Who invented whole houses? My Hellenistic astrologer friends would say, “Easy, Hellenistic astrologers.” And if I want to pull their legs I ask, “The modern ones or the ancient?”
I don’t think that anyone would argue that the oldest astrology known is that of ancient Mesopotamia. Nor that the 12 sign zodiac, divided into a circle of 360 degrees, the sexagismal number system to measure both arc and time and the use of ephemerides for finding planetary positions were some of the Mesopotamian contributions to astronomy/astrology. The few Babylonian ‘horoscopes’ available to us all have the character of recording the celestial omens for the birth. The position of Sun and Moon and planets are given and any notable celestial phenomena such as eclipses might also have been recorded. There is no Ascendant. Charts were not used, but then even in the Hellenistic period charts were not the usual form in presenting a horoscope. A horoscope was recorded in simple list form. This means that only an equal, whole sign visualisation was possible.
What was the Hellenistic contribution? First the concept of the rising degree, the horoscopos, from which we derive our term of horoscope and as a consequence the concept of mundane houses. So we can say that the Babylonian used whole signs and early Hellenistic astrology did indeed use whole sign houses. A later refinement was equal sign houses in which the Ascendant degree determined the cusp of each house. There seems also to have been some experimentation with using the Part of Fortune rather than the Ascendant as house determinant. But this wasn’t the end of the line, there was more to come. In a certain sense, at the beginning of the Christian era in 333 AD, Hellenistic astrology hadn’t reached its full potential. It’s fullest flower was when it no longer was ‘Hellenistic’ but Islamic.

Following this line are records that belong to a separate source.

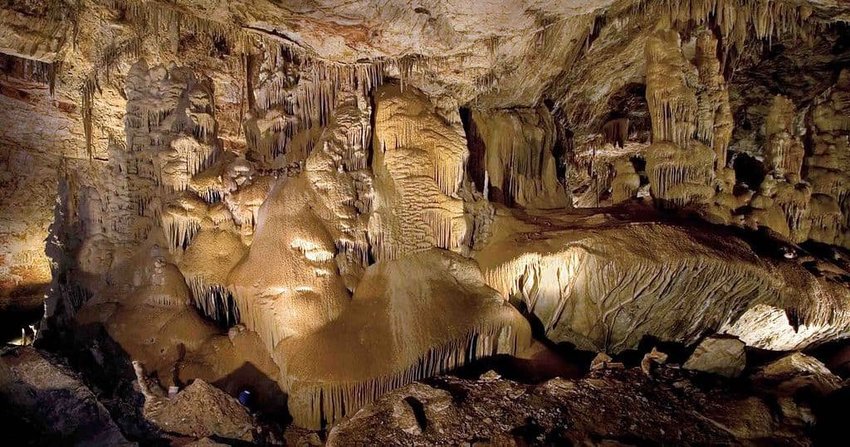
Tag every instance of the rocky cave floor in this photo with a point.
(555, 396)
(80, 387)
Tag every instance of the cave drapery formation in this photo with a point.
(352, 197)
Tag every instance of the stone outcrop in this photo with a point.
(724, 356)
(608, 406)
(44, 400)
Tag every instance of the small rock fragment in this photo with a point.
(723, 356)
(655, 356)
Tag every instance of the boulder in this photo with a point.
(48, 404)
(724, 356)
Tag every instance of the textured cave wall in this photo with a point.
(217, 164)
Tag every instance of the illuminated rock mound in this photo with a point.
(413, 317)
(603, 284)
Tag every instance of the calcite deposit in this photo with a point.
(289, 211)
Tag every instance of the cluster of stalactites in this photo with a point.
(672, 102)
(680, 176)
(419, 163)
(214, 301)
(714, 114)
(784, 150)
(737, 19)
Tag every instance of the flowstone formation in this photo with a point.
(288, 211)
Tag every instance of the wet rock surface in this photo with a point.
(608, 407)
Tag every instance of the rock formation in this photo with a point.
(308, 206)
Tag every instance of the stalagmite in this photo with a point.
(381, 342)
(714, 114)
(418, 164)
(626, 182)
(784, 150)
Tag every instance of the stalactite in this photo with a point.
(214, 301)
(714, 114)
(672, 103)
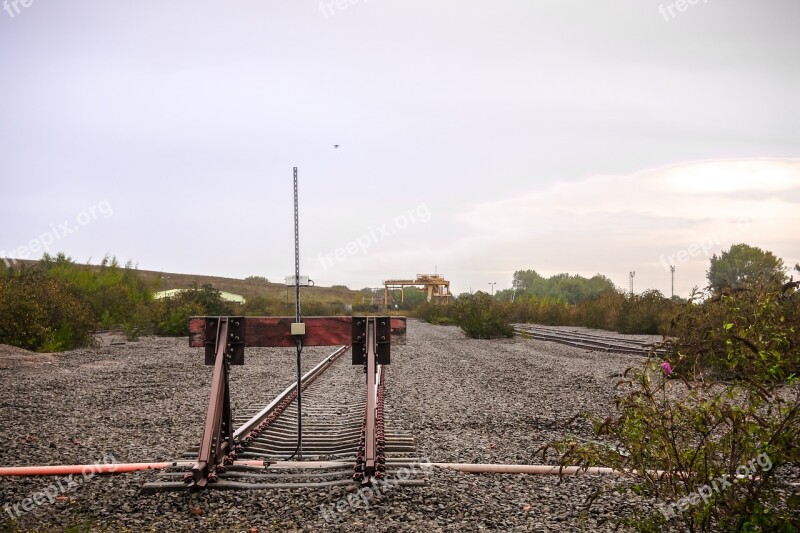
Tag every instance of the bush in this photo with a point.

One notable difference between Babylonian and Greek astroscience is that the Babylonians used arithmetic to solve their astronomical problems. Arithmetical progressions where useful in describing planetary cycles. I suspect that such divisions as the terms have a Babylonian arithmetic progression concealed in them. Just which has yet to be discovered. The Hellene prefered geometry and invented trigonometry to solve astronomical problems. Ptolemy’s Almagest is the classical example. (by the way, Almagest is from the Arabic and means ‘the greatest’. The English word ‘majestic’ could also be used). All systems of house division used today are in fact based on geometric division of the celestial sphere. (See Rüdiger Pantiko’s essay, ‘On Dividing the Sky’) This is Hellenistic. In fact any form of geometrization can be considered such! So whichever house system you use, it is Hellenistic. 🙂 But Hellenistic only means one stream of inheritance. In fact the astrology practiced today is a blend of many different historical periods. Some no longer recognizable because thoroughly integrated into the substance of astrology (360 degrees for example). What it boils down to is that many discussions as to which was first and which is best and which works best because more ancient are superfluous. Astrologer, if you are wise, explore all roots of astrology. And while you are at it ask yourself what the modern contribution is?